Major Power Economic Dynamics in LATAM

Dr Renny Castaneda
Assessing the Future of Latin America’s Major Economic Power DynamicsAssessing the Future of Latin America’s Major Economic Power Dynamics

During the second half of the 20th century, Latin America experienced prominent political and economic volatility, slow economic growth, and a myriad of security threats that affected the region unevenly. This mixture of variables delayed the capacity of the Latin American regimes to engage in a post-war industrialization period led mainly by Europe and followed by countries such as Japan, Singapore, Korea, Hong Kong, or China. Over time, and due to the increasing number of far-left regimes fueled by the 2000 Latin America commodity boom, the region’s countries rapidly fragmented, following different ideologies that produced devastating effects in some cases. 

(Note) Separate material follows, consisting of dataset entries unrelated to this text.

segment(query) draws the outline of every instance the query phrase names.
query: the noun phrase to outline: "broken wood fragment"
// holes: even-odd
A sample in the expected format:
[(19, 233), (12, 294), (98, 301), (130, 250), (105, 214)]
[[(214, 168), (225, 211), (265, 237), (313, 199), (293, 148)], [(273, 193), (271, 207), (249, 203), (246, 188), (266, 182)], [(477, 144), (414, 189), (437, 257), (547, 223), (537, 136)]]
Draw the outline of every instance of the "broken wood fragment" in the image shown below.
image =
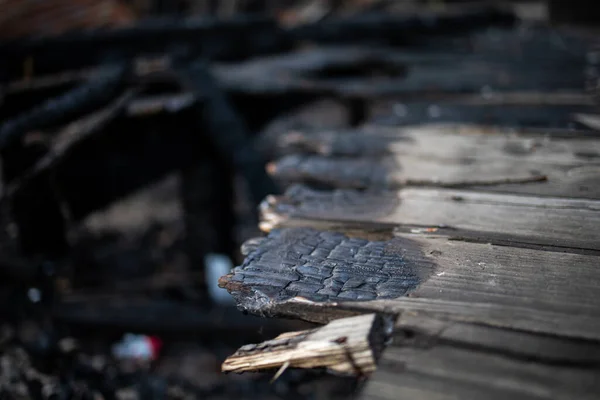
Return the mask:
[(289, 332), (260, 344), (241, 347), (228, 357), (223, 372), (274, 368), (327, 368), (364, 377), (376, 362), (392, 329), (390, 318), (366, 314), (331, 321), (316, 329)]
[(0, 127), (0, 148), (5, 149), (29, 131), (61, 124), (106, 104), (122, 89), (126, 72), (123, 65), (107, 67), (92, 81), (6, 121)]

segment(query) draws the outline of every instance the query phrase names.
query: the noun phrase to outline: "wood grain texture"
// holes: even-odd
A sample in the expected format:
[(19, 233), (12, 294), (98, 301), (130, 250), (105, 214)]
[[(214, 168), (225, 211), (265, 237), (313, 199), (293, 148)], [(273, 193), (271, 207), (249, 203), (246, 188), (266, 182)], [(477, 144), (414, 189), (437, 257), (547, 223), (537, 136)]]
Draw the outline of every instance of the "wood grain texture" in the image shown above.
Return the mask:
[(600, 250), (597, 200), (430, 188), (317, 191), (296, 185), (284, 196), (268, 198), (261, 209), (265, 230), (285, 226), (288, 220), (329, 221), (338, 226), (379, 223), (429, 227), (429, 233), (442, 228), (446, 236), (470, 236), (483, 242), (502, 236), (514, 242)]
[(600, 343), (429, 317), (398, 319), (362, 398), (594, 398)]
[(435, 269), (410, 240), (370, 241), (314, 229), (274, 231), (245, 250), (250, 253), (244, 264), (220, 285), (244, 309), (264, 315), (270, 304), (298, 296), (313, 301), (399, 297)]
[(392, 332), (392, 321), (376, 314), (341, 318), (321, 327), (288, 332), (259, 344), (242, 346), (222, 365), (223, 372), (273, 368), (327, 368), (366, 376)]
[(600, 182), (600, 142), (594, 139), (448, 124), (292, 131), (279, 138), (280, 153), (287, 155), (269, 171), (285, 182), (337, 188), (484, 185), (594, 198)]
[[(498, 34), (505, 42), (520, 41), (513, 30)], [(522, 49), (526, 46), (516, 43)], [(467, 50), (466, 46), (455, 52), (440, 48), (399, 52), (389, 47), (329, 46), (222, 64), (215, 68), (215, 74), (228, 90), (263, 94), (291, 91), (372, 97), (479, 93), (482, 88), (519, 91), (583, 87), (584, 45), (579, 43), (578, 49), (570, 53), (556, 47), (548, 49), (543, 57), (539, 49), (544, 45), (534, 46), (537, 51), (511, 54), (514, 57), (507, 56), (507, 48), (498, 52)], [(550, 70), (549, 65), (560, 69)], [(545, 72), (540, 74), (539, 68), (546, 68)]]
[[(307, 228), (283, 229), (251, 243), (244, 265), (221, 284), (240, 308), (265, 316), (323, 322), (352, 313), (413, 312), (600, 339), (597, 256), (470, 243), (427, 233), (395, 236), (386, 242), (362, 242), (363, 249), (386, 243), (384, 248), (401, 254), (390, 261), (394, 267), (389, 269), (385, 256), (358, 262), (364, 250), (354, 252), (348, 245), (358, 239)], [(316, 240), (329, 237), (348, 244), (332, 250), (329, 243), (321, 247)], [(332, 272), (323, 267), (328, 263), (338, 267)]]

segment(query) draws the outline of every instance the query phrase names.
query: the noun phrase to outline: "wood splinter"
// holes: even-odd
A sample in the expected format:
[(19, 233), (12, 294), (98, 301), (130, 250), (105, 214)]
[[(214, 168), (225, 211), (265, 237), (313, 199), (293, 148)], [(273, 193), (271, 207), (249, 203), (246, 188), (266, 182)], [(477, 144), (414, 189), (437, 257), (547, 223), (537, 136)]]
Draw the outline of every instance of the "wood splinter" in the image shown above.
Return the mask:
[(393, 321), (379, 314), (337, 319), (321, 328), (283, 333), (260, 344), (242, 346), (221, 369), (241, 373), (327, 368), (341, 375), (363, 377), (375, 371), (392, 327)]

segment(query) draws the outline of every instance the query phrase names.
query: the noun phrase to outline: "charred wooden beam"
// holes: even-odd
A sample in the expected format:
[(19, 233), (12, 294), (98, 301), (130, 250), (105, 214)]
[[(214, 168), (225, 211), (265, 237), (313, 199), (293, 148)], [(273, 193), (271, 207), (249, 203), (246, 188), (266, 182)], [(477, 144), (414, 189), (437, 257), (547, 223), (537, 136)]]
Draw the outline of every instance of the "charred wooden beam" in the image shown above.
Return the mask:
[[(575, 190), (577, 197), (597, 196), (592, 182), (598, 179), (594, 159), (600, 149), (593, 131), (514, 133), (460, 124), (292, 131), (278, 138), (280, 152), (287, 155), (268, 170), (284, 182), (325, 187), (488, 186), (503, 192), (563, 196)], [(581, 176), (573, 173), (584, 170)]]
[[(598, 200), (538, 198), (515, 194), (451, 189), (406, 188), (399, 191), (317, 191), (289, 188), (261, 205), (261, 229), (285, 226), (352, 227), (450, 236), (513, 246), (571, 247), (596, 254), (600, 235)], [(511, 219), (512, 216), (512, 219)], [(365, 225), (366, 224), (366, 225)], [(479, 234), (477, 235), (477, 232)], [(583, 233), (580, 233), (583, 232)], [(478, 239), (477, 239), (478, 237)]]
[(8, 184), (3, 202), (10, 204), (5, 206), (14, 215), (23, 253), (54, 257), (66, 250), (65, 204), (53, 179), (57, 166), (78, 143), (103, 132), (122, 113), (131, 96), (127, 92), (105, 109), (68, 125), (46, 154)]
[[(0, 46), (4, 81), (23, 75), (23, 65), (34, 74), (53, 73), (107, 61), (123, 61), (139, 54), (187, 53), (216, 59), (240, 59), (281, 51), (288, 36), (267, 18), (239, 16), (227, 21), (215, 18), (156, 19), (131, 27), (97, 29), (55, 37), (17, 40)], [(76, 54), (77, 57), (66, 57)], [(29, 60), (29, 61), (28, 61)]]
[(511, 25), (512, 12), (497, 7), (456, 7), (450, 12), (421, 12), (406, 15), (365, 12), (346, 18), (326, 18), (292, 30), (298, 40), (357, 43), (405, 44), (427, 35), (464, 33), (490, 25)]
[[(507, 33), (507, 42), (514, 41)], [(512, 40), (511, 40), (512, 39)], [(523, 51), (528, 46), (517, 43)], [(399, 52), (390, 48), (323, 47), (240, 64), (218, 65), (217, 79), (232, 93), (254, 95), (336, 95), (346, 98), (483, 93), (510, 91), (581, 90), (585, 51), (540, 49), (518, 58), (508, 49), (455, 53)], [(535, 46), (534, 46), (535, 48)], [(540, 52), (550, 54), (544, 58)], [(570, 60), (570, 62), (565, 62)], [(560, 65), (561, 73), (539, 71)], [(564, 68), (564, 69), (563, 69)], [(567, 72), (568, 71), (568, 72)]]
[(190, 88), (205, 99), (197, 127), (204, 129), (220, 157), (227, 160), (248, 182), (255, 204), (267, 194), (277, 192), (275, 183), (264, 169), (264, 161), (255, 149), (250, 132), (207, 67), (202, 63), (194, 63), (186, 75)]
[(46, 179), (49, 179), (48, 174), (78, 143), (88, 139), (91, 135), (102, 132), (107, 124), (123, 113), (133, 96), (134, 91), (126, 91), (107, 107), (80, 118), (59, 131), (48, 153), (7, 186), (6, 196), (9, 198), (18, 196), (19, 191), (27, 190), (25, 187), (36, 179), (40, 179), (41, 176), (45, 175)]
[(575, 0), (568, 6), (560, 0), (548, 3), (550, 20), (554, 23), (595, 26), (600, 21), (600, 11), (593, 0)]
[[(94, 80), (5, 122), (0, 128), (0, 148), (6, 151), (26, 132), (60, 125), (106, 104), (122, 89), (126, 76), (127, 68), (123, 65), (107, 67)], [(5, 168), (8, 175), (6, 180), (10, 181), (18, 174), (11, 171), (10, 165), (5, 165)]]
[[(180, 177), (186, 252), (192, 268), (206, 271), (210, 254), (226, 255), (233, 260), (237, 249), (231, 165), (218, 154), (205, 154), (193, 165), (182, 168)], [(196, 281), (204, 289), (205, 278), (203, 275)]]
[(260, 344), (241, 347), (221, 367), (223, 372), (280, 368), (327, 368), (338, 374), (365, 377), (392, 330), (392, 321), (377, 314), (341, 318), (316, 329), (289, 332)]

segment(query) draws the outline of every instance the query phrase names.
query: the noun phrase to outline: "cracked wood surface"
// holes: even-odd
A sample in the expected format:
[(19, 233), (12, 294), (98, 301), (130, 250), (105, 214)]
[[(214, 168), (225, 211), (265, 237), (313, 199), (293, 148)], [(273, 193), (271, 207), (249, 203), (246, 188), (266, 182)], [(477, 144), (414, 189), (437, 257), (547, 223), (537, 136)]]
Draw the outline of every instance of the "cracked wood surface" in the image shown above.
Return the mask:
[[(379, 311), (600, 340), (595, 255), (449, 240), (276, 230), (221, 279), (238, 306), (315, 322)], [(337, 293), (337, 294), (336, 294)], [(367, 301), (370, 300), (370, 301)]]
[(365, 127), (278, 139), (269, 172), (285, 182), (345, 188), (478, 187), (599, 198), (600, 142), (469, 125)]
[(288, 332), (259, 344), (242, 346), (222, 365), (224, 372), (272, 368), (327, 368), (344, 375), (366, 376), (389, 337), (393, 323), (377, 314), (341, 318), (321, 327)]

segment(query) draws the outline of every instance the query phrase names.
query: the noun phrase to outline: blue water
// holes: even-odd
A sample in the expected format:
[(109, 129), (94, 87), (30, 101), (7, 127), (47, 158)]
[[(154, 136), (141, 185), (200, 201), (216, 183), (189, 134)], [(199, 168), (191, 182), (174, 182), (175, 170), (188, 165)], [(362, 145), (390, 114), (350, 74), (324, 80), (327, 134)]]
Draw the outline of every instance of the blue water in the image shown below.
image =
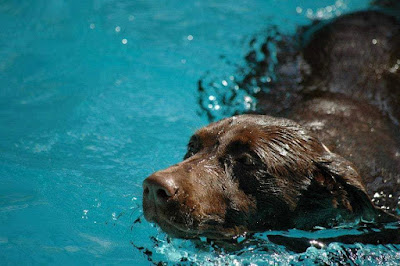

During the last two decades, the region’s economic and political landscape has changed dramatically. On the one hand, economies formerly recognized as nodes of economic development such as Venezuela, rapidly muted into a bizarre version of tropical communism, enduring long-term hyper-inflationary periods and exodus only comparable with those suffered by Europe during World War II. By 2020, the United Nations Refugee Agency (UNHCR) (1) estimated 5.4 million refugees and migrants from Venezuela with an 8,000 percent increase in the number of Venezuelans seeking refugee status worldwide since 2014 (2). In contrast, a country like Peru, being one of the poorest of the region, has been able to quadruple their PIB Per capita since the 80s, with expected economic growth above 5 percent for the upcoming five years (3). 

As a preliminary caveat, in some cases, the real size and capabilities of different Latin American economies are distorted due to the increasing size of criminal organizations, and particularly narco-traffic groups, some of which have their main territorial dominance in Colombia, Mexico, Peru, Venezuela, Brazil, and Bolivia. Since the late 70s, the economic assessments of these countries have often ignored the size and influence of illegal flows of capital. For instance, drug trafficking in the Colombian economy has weighted up to 3.5 percent of the GDP, becoming a source of last resource liquidity amid recession or deflationary trends (4). This phenomenon has allowed certain communities and regions to engage in fictional or bubble economics where small but potent illegal organizations can distort the markets, leaving behind inflationary pressures endured by the lowest segments of the population. 

This background makes it difficult to assess the real stage of development of the Latin American economies, eroding the possibility of addressing the stage of a permanent economic contest between countries in the region. Moreover, these settings reorient the commercial and political interests of the countries from the outside to the inner domestic urgencies derived from the social, cultural, and political constitution of each nation. However, in recent years, the region has experienced economic and political events that can split the economic landscape for the years to come, where highly state-owned economic systems aim to challenge market economies eager to provide goods and services for the region and the rest of the world.  

The region’s economic fragmentation

Over the second half of the 20th century, Cuba’s influence in the Latin American region slowly diverted the regional culture into an ideological battlefield. The strong influence of communist ideas rapidly colonized marginalized or poor populations of the early market economies, becoming a device of social discontent boosted by the polarizing interests of the United States and the former Soviet Union (5). This historical background served as the cornerstone of Latin America’s political systems, often unable to steer cultural and social differences while developing market economies in an unstable political environment. The 2000 Latin American commodity boom served as the tipping point of the ideological trends that erupted early in the Cold War. The large-scale spending of the Venezuelan regime of 1999, led by Hugo Chavez, rapidly fueled the political power of far-left political parties all over the region, turning Latin America into a region of trans-hemispheric strategy (6). This phenomenon increased social tensions between the rich and the poor sharply, helping the arrival of neo-communist regimes in Nicaragua, Bolivia, Venezuela, and Argentina, and notable cases of state interventionism in Brazil, Paraguay, and Colombia. (7) Latin America’s economic landscape changed dramatically, divided into a mixture of weak market economies on the one side and state-owned economies on the other.